Arnaud Meunier, Truckstop
Arnaud Meunier est un metteur en scène français de 43 ans. En 2011 il a pris la direction de la Comédie de Saint-Étienne, Centre dramatique national et de son École supérieure d’art dramatique. Il est diplômé de Sciences politiques et commence rapidement des études de comédien. En 1997 il fonde la Compagnie de la Mauvaise Graine qui participe au festival d’Avignon dans le off en 1998. Sa compagnie est accueillie en résidence au Forum du Blanc-Mesnil et est soutenue par le Théâtre Gérard Philippe sous la direction de Stanislas Nordey, puis dans divers autres endroits comme Amiens ou Reims. La compagnie axe son travail de création sur des auteurs contemporains comme Michel Vivaner ou Stefano Massini dont il monte plusieurs pièces dont Chapitre de la chute, Saga des Lehman Brothers qui a obtenu le Grand prix du Syndicat de la critique en 2014. En 2015 il met en scène Le retour au désert de Bernard-Marie Koltès. Il a également une carrière internationale car parlant l’Allemand et l’Anglais, il a travaillé au Japon, aux Pays-Bas, en Allemagne, en Italie, en Algérie, en Chine et aux Etats-Unis, entre autres.
Truckstop est une pièce d’une auteure néerlandaise qui a reçu en 2005 pour cette œuvre le prix Van der Vies (décerné tous les trois ans au meilleur texte théâtral). L’action se passe dans un décor très sobre de bar routier tenu par une mère et sa fille dont on finit par deviner qu’elle est très fragile. Le troisième personnage est un jeune camionneur routier, un peu paumé, enchainant les boulots et les projets sans que rien de concret ne se réalise. Tous trois sont en quête d’une vie meilleure.
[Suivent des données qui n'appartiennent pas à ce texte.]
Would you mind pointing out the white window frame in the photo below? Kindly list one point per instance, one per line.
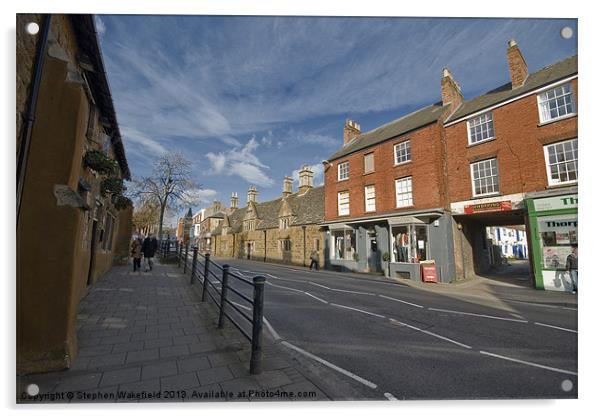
(481, 123)
(553, 182)
(472, 179)
(370, 202)
(339, 203)
(341, 170)
(407, 146)
(545, 118)
(399, 196)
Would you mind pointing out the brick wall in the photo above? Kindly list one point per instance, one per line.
(518, 147)
(426, 169)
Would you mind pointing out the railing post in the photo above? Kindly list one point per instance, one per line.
(195, 253)
(186, 257)
(256, 341)
(205, 277)
(224, 292)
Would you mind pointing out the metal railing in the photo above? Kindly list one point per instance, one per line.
(216, 282)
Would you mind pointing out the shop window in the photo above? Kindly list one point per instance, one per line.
(485, 178)
(343, 244)
(481, 128)
(344, 171)
(561, 162)
(410, 243)
(556, 103)
(557, 237)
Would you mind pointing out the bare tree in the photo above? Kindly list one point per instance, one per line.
(169, 185)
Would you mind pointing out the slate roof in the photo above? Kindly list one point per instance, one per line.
(307, 208)
(546, 75)
(421, 117)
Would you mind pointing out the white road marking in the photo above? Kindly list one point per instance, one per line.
(319, 285)
(329, 364)
(353, 291)
(430, 333)
(402, 301)
(355, 309)
(271, 329)
(481, 315)
(315, 297)
(284, 287)
(390, 397)
(555, 327)
(528, 363)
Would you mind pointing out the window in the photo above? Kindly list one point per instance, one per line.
(343, 244)
(343, 203)
(344, 170)
(556, 103)
(485, 178)
(403, 192)
(561, 162)
(403, 152)
(369, 163)
(370, 196)
(481, 128)
(409, 243)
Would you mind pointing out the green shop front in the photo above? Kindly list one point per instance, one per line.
(553, 235)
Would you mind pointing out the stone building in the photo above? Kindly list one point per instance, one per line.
(283, 230)
(72, 222)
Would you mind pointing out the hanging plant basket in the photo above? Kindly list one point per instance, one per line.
(112, 186)
(99, 162)
(121, 202)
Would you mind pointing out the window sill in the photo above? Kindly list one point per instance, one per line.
(565, 117)
(481, 142)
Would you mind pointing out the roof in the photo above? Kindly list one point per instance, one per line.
(307, 208)
(421, 117)
(546, 75)
(87, 40)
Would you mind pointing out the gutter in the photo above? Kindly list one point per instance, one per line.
(31, 111)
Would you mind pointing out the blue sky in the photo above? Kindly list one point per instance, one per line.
(248, 100)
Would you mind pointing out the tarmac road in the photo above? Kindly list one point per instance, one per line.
(398, 342)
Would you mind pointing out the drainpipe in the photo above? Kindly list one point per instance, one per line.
(31, 110)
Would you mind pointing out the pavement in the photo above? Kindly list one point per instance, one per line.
(146, 337)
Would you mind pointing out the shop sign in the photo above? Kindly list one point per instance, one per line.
(504, 205)
(556, 202)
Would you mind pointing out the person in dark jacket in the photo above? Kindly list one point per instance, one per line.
(149, 247)
(571, 266)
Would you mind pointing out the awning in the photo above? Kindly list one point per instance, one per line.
(403, 220)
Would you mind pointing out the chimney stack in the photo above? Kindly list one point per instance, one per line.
(252, 195)
(517, 65)
(306, 179)
(234, 201)
(288, 186)
(450, 91)
(351, 131)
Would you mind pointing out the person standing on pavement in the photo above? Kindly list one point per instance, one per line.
(571, 266)
(136, 251)
(149, 247)
(314, 260)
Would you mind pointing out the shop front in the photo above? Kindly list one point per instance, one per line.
(553, 226)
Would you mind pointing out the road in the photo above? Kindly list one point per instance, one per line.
(399, 342)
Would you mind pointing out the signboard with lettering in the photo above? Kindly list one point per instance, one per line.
(556, 202)
(504, 205)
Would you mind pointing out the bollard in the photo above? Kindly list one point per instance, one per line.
(186, 258)
(256, 341)
(205, 277)
(224, 292)
(195, 253)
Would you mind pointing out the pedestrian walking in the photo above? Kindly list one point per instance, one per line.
(314, 260)
(149, 247)
(136, 251)
(571, 266)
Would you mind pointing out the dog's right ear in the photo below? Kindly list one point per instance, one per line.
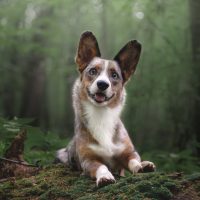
(88, 49)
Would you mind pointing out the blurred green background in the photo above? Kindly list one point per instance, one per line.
(38, 41)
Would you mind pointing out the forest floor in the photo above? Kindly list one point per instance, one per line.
(60, 182)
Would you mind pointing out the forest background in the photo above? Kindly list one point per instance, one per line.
(38, 41)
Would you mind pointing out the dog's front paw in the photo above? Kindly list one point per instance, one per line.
(148, 166)
(134, 166)
(103, 176)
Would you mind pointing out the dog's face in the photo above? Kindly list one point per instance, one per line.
(103, 80)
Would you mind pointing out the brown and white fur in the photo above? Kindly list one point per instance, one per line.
(101, 144)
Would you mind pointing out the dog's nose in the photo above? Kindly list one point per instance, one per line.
(102, 85)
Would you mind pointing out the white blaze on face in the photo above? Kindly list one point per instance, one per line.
(103, 76)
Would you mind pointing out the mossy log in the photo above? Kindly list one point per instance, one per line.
(60, 182)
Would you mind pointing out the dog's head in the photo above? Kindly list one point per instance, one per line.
(103, 80)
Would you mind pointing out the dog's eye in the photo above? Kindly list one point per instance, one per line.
(92, 71)
(115, 75)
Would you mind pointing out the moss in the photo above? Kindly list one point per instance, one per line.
(59, 182)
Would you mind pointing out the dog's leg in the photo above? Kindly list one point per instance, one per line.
(131, 161)
(98, 171)
(148, 166)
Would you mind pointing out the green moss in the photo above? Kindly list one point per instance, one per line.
(59, 182)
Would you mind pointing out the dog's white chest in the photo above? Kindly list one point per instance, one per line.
(101, 122)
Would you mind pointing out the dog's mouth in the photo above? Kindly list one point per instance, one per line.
(100, 97)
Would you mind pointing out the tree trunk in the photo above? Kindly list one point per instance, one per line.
(195, 36)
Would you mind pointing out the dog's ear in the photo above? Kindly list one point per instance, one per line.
(88, 49)
(128, 57)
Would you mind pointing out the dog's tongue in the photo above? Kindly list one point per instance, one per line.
(99, 97)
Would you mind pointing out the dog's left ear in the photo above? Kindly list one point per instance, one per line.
(88, 49)
(128, 57)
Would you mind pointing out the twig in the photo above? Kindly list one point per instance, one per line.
(17, 162)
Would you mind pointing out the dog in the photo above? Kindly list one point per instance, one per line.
(101, 145)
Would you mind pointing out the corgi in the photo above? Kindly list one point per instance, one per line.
(101, 145)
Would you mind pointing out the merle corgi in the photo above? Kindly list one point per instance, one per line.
(101, 144)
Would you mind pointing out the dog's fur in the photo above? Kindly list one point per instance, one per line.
(101, 144)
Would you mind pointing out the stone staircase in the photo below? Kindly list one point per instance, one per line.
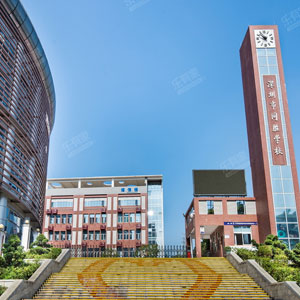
(149, 278)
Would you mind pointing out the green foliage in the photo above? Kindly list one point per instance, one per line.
(13, 252)
(147, 251)
(245, 253)
(265, 251)
(23, 272)
(2, 290)
(41, 241)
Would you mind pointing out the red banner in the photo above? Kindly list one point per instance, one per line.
(274, 119)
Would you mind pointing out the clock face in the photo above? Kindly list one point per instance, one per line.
(264, 38)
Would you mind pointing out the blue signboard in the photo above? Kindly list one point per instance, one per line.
(240, 223)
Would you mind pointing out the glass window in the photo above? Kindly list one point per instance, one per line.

A travers leurs désirs et la réalité se dessine notre monde d’aujourd’hui : mondialisation, concurrence acharnée, déshumanisation au travail. L’intérêt de cette pièce, outre une mise en scène sobre et efficace, est que le récit n’est pas linéaire. On ressent un drame, une énigme policière qui nous est dévoilée par bribes avec des retours au passé, des projections dans l’avenir, et un présent qui se délite.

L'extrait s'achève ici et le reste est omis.